Successful leaders develop relationships with their team based on trust. Employees, when they feel trusted, supported and engaged, will give special effort to leaders they trust. Because the opposite is also true: employees rarely excel under the punitive thumb of someone they do not trust and who they feel does not trust them.

A lack of trust affects morale, personal and customer satisfaction, as the employees shift energy and focus from working on real issues that positively impact their company and its customers, to the resentment and dissatisfaction they hold towards management.

Here are 10 ways to build trust:

1) Establish and Maintain Honesty and Integrity

Honesty and integrity are the foundations of trust in any organisation, and they must begin at the top. Leading by example, management must demonstrate and instil honesty and integrity throughout the organisation.
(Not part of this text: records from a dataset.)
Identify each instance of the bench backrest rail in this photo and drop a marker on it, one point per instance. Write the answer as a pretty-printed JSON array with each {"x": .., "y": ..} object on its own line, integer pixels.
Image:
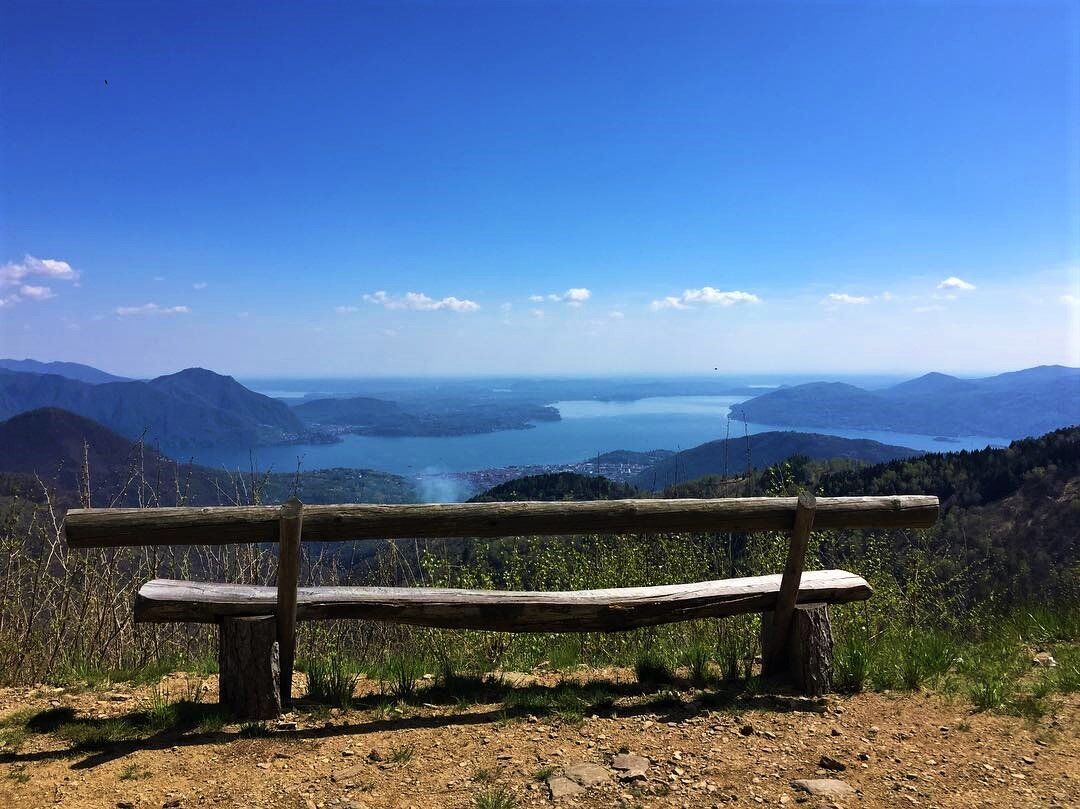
[{"x": 291, "y": 523}]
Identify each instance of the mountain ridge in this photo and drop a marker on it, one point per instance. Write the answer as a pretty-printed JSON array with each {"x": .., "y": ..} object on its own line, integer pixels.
[{"x": 1010, "y": 405}]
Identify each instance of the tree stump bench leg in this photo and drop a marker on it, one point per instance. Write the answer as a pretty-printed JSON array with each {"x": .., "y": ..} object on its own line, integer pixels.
[
  {"x": 250, "y": 670},
  {"x": 807, "y": 661}
]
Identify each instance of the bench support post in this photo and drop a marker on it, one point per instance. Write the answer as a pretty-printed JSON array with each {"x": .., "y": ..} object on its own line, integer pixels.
[
  {"x": 248, "y": 681},
  {"x": 288, "y": 575},
  {"x": 774, "y": 645},
  {"x": 808, "y": 650}
]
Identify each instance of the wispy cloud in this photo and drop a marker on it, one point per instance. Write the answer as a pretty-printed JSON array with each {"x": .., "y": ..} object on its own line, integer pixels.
[
  {"x": 14, "y": 273},
  {"x": 956, "y": 283},
  {"x": 842, "y": 297},
  {"x": 36, "y": 293},
  {"x": 706, "y": 295},
  {"x": 127, "y": 311},
  {"x": 420, "y": 302},
  {"x": 575, "y": 296}
]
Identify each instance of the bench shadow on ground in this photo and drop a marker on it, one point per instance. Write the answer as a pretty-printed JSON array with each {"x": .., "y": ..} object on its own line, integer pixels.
[{"x": 98, "y": 741}]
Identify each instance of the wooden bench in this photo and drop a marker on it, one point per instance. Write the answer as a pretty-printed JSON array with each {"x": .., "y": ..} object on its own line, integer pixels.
[{"x": 257, "y": 624}]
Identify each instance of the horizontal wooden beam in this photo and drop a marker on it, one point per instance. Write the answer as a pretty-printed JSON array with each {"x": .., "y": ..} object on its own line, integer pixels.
[
  {"x": 224, "y": 525},
  {"x": 164, "y": 601}
]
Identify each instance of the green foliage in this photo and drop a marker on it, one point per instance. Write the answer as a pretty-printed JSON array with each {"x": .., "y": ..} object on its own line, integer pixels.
[
  {"x": 331, "y": 679},
  {"x": 651, "y": 670},
  {"x": 401, "y": 754},
  {"x": 404, "y": 670},
  {"x": 498, "y": 797},
  {"x": 697, "y": 658},
  {"x": 558, "y": 486}
]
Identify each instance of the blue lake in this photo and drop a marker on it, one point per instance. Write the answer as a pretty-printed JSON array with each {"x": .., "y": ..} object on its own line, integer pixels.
[{"x": 586, "y": 428}]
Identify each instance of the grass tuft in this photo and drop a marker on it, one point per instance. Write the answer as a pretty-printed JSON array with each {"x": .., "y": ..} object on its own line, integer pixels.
[{"x": 498, "y": 797}]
Managers must be consistently truthful, regardless of circumstances. Share good and bad news openly. Eliminate gossip and diffuse inappropriate politics. Great managers know that they are not perfect and they make mistakes. Better to admit them rather than ignore them or cover them up.

Leaders demonstrate moral, strong values, methods, and principles. They do what you say they will do and make their actions visible. Team members quickly pick up on insincerity and broken promises.
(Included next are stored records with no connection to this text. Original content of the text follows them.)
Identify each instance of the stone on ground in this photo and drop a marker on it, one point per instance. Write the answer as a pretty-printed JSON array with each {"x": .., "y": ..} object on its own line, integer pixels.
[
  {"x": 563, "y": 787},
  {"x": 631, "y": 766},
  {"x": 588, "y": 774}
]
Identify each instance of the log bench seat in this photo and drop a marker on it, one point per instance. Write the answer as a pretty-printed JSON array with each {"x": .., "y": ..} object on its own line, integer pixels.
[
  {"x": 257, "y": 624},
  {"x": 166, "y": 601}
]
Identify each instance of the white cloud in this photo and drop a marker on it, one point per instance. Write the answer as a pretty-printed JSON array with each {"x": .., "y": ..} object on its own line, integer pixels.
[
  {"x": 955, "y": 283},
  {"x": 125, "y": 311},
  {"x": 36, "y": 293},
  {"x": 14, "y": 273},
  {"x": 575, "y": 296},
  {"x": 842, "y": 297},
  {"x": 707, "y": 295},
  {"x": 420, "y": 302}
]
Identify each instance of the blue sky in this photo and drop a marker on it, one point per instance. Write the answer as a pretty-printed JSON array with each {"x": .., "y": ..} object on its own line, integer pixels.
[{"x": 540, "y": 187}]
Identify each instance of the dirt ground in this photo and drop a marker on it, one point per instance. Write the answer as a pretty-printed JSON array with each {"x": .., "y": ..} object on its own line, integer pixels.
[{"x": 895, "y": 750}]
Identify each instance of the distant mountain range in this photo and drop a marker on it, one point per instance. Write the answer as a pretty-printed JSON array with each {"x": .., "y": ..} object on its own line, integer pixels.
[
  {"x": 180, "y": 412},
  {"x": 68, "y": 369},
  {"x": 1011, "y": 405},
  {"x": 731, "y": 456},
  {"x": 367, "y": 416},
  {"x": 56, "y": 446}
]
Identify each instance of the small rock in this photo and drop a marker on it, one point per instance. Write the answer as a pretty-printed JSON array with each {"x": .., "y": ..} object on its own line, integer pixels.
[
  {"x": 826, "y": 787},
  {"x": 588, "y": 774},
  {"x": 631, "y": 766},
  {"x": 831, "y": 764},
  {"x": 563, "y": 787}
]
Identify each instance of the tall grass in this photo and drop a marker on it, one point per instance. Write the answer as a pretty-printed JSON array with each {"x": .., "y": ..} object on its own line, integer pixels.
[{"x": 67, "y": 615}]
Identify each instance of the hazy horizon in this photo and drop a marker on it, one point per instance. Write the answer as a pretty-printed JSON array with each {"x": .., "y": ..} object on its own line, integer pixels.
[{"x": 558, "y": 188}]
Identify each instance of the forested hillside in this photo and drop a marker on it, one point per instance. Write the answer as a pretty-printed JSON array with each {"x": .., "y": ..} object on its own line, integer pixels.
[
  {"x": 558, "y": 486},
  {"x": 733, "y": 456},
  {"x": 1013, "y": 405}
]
2) Establish Strong Business Ethics

Managers need to set the moral tone for the work place. Teams with common ethics are healthier, more productive, adaptable, responsive, and resourceful because they are united under one common value set. High standards will never harm the relationships you have with employees.

3) Communicate Vision and Values

Communication is important, since it provides the artery for information and truth. By communicating the organisation’s vision, management defines where it’s going. By communicating its values, it establishes the methods for getting there.

4) Communicate Effectively

Managers who communicate openly and frequently, build relationship and trust. A lack of interaction erodes trust. Face to face interaction is the best method to build trust.

5) To Get Trust You Need to Give Trust

It is important for a manager to create an environment of trust. This begins by trusting others. It is more effective to assume employees are trustworthy unless they prove otherwise rather than waiting to give trust when they haven’t earned it. As team members come to feel they are trusted by their manager, they will find it easier to trust in return.

6) Keep Interactions Consistent and Predictable from the Beginning

Building trust is a process – which starts with the initial actions of the manager, establishing norms and expectations. Trust results from consistent and predictable interaction over time.

7) Be Accessible and Responsive

Find ways to be regularly available to team members. When interacting, be responsive. Be action rather than talk oriented. Don’t just think about taking action – do it.

8) Maintain Confidences.

Team members need to be able to express concerns, identify problems, share sensitive information, and surface relevant issues. It is important early on to get agreement as to how confidential data will be handled.

9) Watch your Language

It is important that a manager’s language does not imply “us” or “them”. Terminology should be easy to understand. Leaders should stick with business language, rather than strong or vulgar language.

10) Create Social time for the Team

A lot of trust and confidence is built through informal social interaction. Successful managers ensure that social opportunities happen regularly.

Building trust with employees is critical for creating an effective team that works well together. Taking time to build trust will reap benefits for managers that make the effort.